Lately Milan has developed several construction sites, including Palazzo Lombardia, the project for the new location of Regione Lombardia and a part of the huge regeneration of Milan’s Garibaldi-Repubblica district. The complex, which has been recently awarded “best tall building in Europe” by the Council on Tall Buildings and Urban Habitat (CTBUH) from Chicago, has been designed by the New York based Pei Cobb Freed & Partners in association with Caputo Partnership. They won the international design competition held by Regione Lombardia in 2004 and they were chosen from 98 applications from the best architectural firms all over the world. However, the building complex does not replace the Palazzo Pirelli by Gio Ponti, restored in recent years;  instead it hosts all the other regional council offices distributed all over Milan in rented locations.
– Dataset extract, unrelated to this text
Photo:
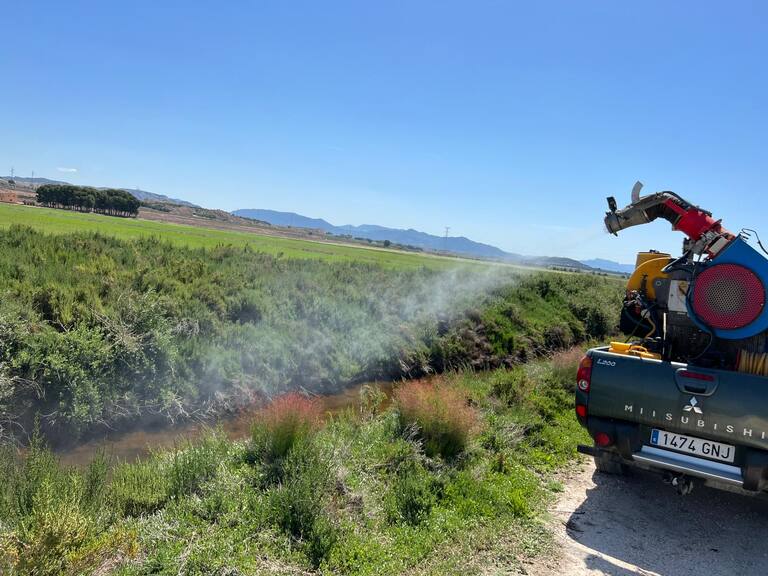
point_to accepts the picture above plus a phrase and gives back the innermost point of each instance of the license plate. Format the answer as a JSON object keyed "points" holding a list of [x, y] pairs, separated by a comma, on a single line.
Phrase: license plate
{"points": [[692, 446]]}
The new headquarters is composed of a tower of 39 floors. At 161 meters high and made of glass, steel, and concrete and surrounded by a complex system of curvilinear interweaving buildings providing  cultural, and entertainment facilities. The interweaving buildings offer a variety of open spaces and passageways; the largest open space is Piazza Città di Lombardia, the biggest covered public square in Europe, and at ground level it will host public amenities such as a post office, a maternal school and varied cultural facilities. The piazza is covered by a curved, clear ETFE roof, recalling Milan’s famous Galleria.
The building utilizes a broad array of green design and operating practices. Some numbers to to put this in to context  3300 square meters of wood area, 6800 square meters of hanging gardens, 3200 square of tree covered square, and 9000 square meters of linear garden of Via Rastrelli which will provide a pedestrian space along the main side.
In addition, the energy required for heating in winter and cooling in summer will be supplied by a geothermal heat pump system tapping the heat exchange potential of a nearby underground river. Lastly, photovoltaic cells are laminated in the glass panels of the tower’s south facades. Sustainability measures also include green roofs and active climate walls with vertical blades that rotate to provide shade.